SC - New World Foods-list

Decker, Terry D. TerryD at Health.State.OK.US
Fri Feb 11 14:33:41 PST 2000


Greetings all,
 thanks for the interest, I'll post what I can of the Spanish feast, 
I'll post the menu, and a few of the recipes. 

> By "documented everything" do you mean that you have recipes from
> period for mole sauce, milk ices, etc.? Or do you mean that you have
> period mentions from which you reconstructed recipes? Or do you mean
> that some source somewhere asserts that these things existed in
> period? Enquiring minds want to know--and are more interested the
> closer to the beginning of the list the answer turns out to be. 
 Yes, correct on all the above. Translating period Spanish cooking 
texts, is somewhat difficult in the middle of Indiana, when you have a 
mundane life. We used a little of everything, I'll post the most 
interesting that we found, especially the mole' sauce which was created 
in the 1570's by Mexican Carmelite nuns to impress their bishop. I'm 
going to Val Day in Kalamazoo, MI, so I will post this after I return. 
I'll say this much now the Gwyntarrian cooks guild members who attended 
the feast were adamant I post feast info to this list, and raved about 
the marinated cumin-carrots. 
 Penguins were period by the 1500's, especially by the 1560's. It really 
depends on what your definition of 'period' is. Konrad Gesner has 
woodcuts, of auks and penguins, in his Historia Animalium.
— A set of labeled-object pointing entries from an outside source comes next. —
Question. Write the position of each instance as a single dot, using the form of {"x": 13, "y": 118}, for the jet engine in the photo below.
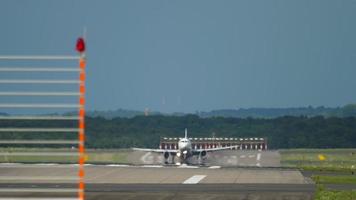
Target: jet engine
{"x": 166, "y": 155}
{"x": 202, "y": 154}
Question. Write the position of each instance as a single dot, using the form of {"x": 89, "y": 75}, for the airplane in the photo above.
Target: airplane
{"x": 184, "y": 151}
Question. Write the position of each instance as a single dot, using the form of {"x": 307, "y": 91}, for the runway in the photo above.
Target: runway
{"x": 226, "y": 158}
{"x": 154, "y": 182}
{"x": 225, "y": 175}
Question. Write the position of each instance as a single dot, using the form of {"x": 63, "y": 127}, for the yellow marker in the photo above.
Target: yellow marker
{"x": 86, "y": 157}
{"x": 321, "y": 157}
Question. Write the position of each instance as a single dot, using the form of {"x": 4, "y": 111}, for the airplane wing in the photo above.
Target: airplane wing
{"x": 156, "y": 150}
{"x": 213, "y": 149}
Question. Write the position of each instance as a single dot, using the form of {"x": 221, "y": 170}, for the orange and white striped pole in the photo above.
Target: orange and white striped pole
{"x": 82, "y": 157}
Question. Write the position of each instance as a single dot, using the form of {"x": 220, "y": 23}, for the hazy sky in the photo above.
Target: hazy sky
{"x": 196, "y": 54}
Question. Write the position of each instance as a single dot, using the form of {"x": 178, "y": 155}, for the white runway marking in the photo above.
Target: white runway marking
{"x": 154, "y": 166}
{"x": 258, "y": 157}
{"x": 116, "y": 165}
{"x": 194, "y": 179}
{"x": 144, "y": 157}
{"x": 214, "y": 167}
{"x": 187, "y": 166}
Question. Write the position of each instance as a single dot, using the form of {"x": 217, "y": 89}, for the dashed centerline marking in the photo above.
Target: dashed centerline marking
{"x": 194, "y": 179}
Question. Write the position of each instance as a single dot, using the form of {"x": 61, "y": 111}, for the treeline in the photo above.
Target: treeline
{"x": 141, "y": 131}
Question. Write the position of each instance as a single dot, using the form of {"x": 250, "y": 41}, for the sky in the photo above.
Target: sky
{"x": 195, "y": 55}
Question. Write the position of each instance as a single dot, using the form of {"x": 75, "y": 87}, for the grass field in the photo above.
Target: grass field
{"x": 320, "y": 159}
{"x": 323, "y": 194}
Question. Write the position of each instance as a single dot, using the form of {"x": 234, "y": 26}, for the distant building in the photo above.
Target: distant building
{"x": 208, "y": 143}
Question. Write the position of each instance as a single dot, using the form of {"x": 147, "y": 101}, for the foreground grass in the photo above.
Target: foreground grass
{"x": 341, "y": 179}
{"x": 323, "y": 194}
{"x": 309, "y": 159}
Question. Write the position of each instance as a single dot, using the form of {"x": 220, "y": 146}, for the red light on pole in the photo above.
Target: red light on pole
{"x": 80, "y": 47}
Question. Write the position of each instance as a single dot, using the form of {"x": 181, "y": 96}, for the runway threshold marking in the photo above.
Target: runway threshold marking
{"x": 144, "y": 157}
{"x": 194, "y": 179}
{"x": 40, "y": 198}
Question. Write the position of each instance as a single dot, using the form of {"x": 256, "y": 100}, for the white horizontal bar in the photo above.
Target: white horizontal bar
{"x": 40, "y": 198}
{"x": 39, "y": 94}
{"x": 38, "y": 154}
{"x": 38, "y": 69}
{"x": 38, "y": 178}
{"x": 39, "y": 142}
{"x": 39, "y": 129}
{"x": 38, "y": 57}
{"x": 40, "y": 81}
{"x": 39, "y": 117}
{"x": 40, "y": 106}
{"x": 44, "y": 190}
{"x": 194, "y": 179}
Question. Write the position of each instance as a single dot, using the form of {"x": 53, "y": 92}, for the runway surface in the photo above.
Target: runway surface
{"x": 150, "y": 180}
{"x": 232, "y": 158}
{"x": 154, "y": 182}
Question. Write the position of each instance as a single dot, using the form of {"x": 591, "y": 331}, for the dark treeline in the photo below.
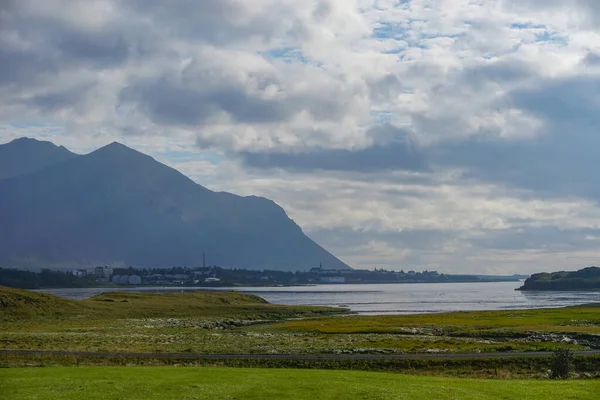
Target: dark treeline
{"x": 584, "y": 279}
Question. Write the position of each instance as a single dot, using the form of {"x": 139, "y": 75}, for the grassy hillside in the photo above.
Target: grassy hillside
{"x": 584, "y": 279}
{"x": 245, "y": 384}
{"x": 236, "y": 323}
{"x": 26, "y": 307}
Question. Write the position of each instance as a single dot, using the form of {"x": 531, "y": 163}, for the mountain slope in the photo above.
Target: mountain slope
{"x": 23, "y": 156}
{"x": 119, "y": 205}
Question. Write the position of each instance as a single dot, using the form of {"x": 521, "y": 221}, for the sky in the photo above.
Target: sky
{"x": 451, "y": 135}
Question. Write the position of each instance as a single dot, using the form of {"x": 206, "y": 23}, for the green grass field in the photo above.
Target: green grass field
{"x": 236, "y": 323}
{"x": 146, "y": 383}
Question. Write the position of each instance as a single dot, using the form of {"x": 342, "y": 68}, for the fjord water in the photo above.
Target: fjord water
{"x": 391, "y": 298}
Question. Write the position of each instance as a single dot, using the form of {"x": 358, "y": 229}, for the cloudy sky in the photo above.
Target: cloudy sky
{"x": 455, "y": 135}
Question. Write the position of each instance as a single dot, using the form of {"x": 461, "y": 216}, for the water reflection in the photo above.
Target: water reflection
{"x": 391, "y": 298}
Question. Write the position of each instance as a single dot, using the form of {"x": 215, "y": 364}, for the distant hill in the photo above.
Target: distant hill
{"x": 23, "y": 156}
{"x": 584, "y": 279}
{"x": 116, "y": 205}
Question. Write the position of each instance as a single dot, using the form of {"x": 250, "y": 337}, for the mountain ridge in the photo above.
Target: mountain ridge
{"x": 26, "y": 155}
{"x": 118, "y": 205}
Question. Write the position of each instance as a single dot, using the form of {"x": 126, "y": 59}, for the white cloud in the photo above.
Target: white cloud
{"x": 488, "y": 93}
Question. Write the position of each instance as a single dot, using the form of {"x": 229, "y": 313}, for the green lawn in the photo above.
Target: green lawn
{"x": 229, "y": 383}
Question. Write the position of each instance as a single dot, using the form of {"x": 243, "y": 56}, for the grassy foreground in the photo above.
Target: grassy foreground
{"x": 237, "y": 323}
{"x": 230, "y": 383}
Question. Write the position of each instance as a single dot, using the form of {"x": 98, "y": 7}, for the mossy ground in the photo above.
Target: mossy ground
{"x": 235, "y": 323}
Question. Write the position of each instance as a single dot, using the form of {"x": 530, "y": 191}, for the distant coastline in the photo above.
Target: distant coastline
{"x": 224, "y": 277}
{"x": 584, "y": 279}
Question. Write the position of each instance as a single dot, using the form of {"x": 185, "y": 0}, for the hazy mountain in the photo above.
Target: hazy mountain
{"x": 24, "y": 155}
{"x": 119, "y": 205}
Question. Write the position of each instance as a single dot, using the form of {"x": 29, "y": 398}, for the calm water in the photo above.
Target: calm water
{"x": 392, "y": 298}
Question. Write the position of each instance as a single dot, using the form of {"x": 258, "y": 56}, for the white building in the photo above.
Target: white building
{"x": 333, "y": 279}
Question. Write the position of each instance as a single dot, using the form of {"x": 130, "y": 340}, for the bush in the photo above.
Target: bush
{"x": 562, "y": 362}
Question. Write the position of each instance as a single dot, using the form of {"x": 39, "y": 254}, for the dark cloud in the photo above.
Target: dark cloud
{"x": 548, "y": 238}
{"x": 54, "y": 101}
{"x": 394, "y": 150}
{"x": 561, "y": 160}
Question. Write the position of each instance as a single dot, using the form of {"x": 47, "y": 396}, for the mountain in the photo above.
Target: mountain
{"x": 23, "y": 156}
{"x": 116, "y": 205}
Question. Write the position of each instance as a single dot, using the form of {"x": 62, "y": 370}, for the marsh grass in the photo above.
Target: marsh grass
{"x": 245, "y": 384}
Yes, all 
6,500 plus pages in Latin with pictures of armadillos, sea-serpents,
mules, auroch, apes, insects, etc. I found an accessible copy at the 
University of British Columbia. This edition was printed in 1563, and 
has been painted by someone who went to great lengths to paint the 
creatures they knew the exact colors of. I.e. the horses, elephant, 
hare, fish, deer, certain birds, a dolphin, etc. 
The camelopard was not, or most whales, neither were the fantastic 
beasts, such as manticore, but interestingly enough sea serpents were. 
More research needed to find out this answer.
The books are primary documentation for my period zoology studies,
and yes, as a true science, zoology, as we know it, was not period.
 I'll double check with my notes on the penguins to make sure, but
I'm pretty definate. As far anyone eating a penguin, well I haven't run 
across any nobility dining on rock-hopper roast, but I'm pretty sure 
that some sailors had too. Besides, the eggs of penguins are quite a 
delicacy, I've heard. And a good example is the extirmination of the 
Great Auk mainly wiped out for said food purpose, oil, and feathers.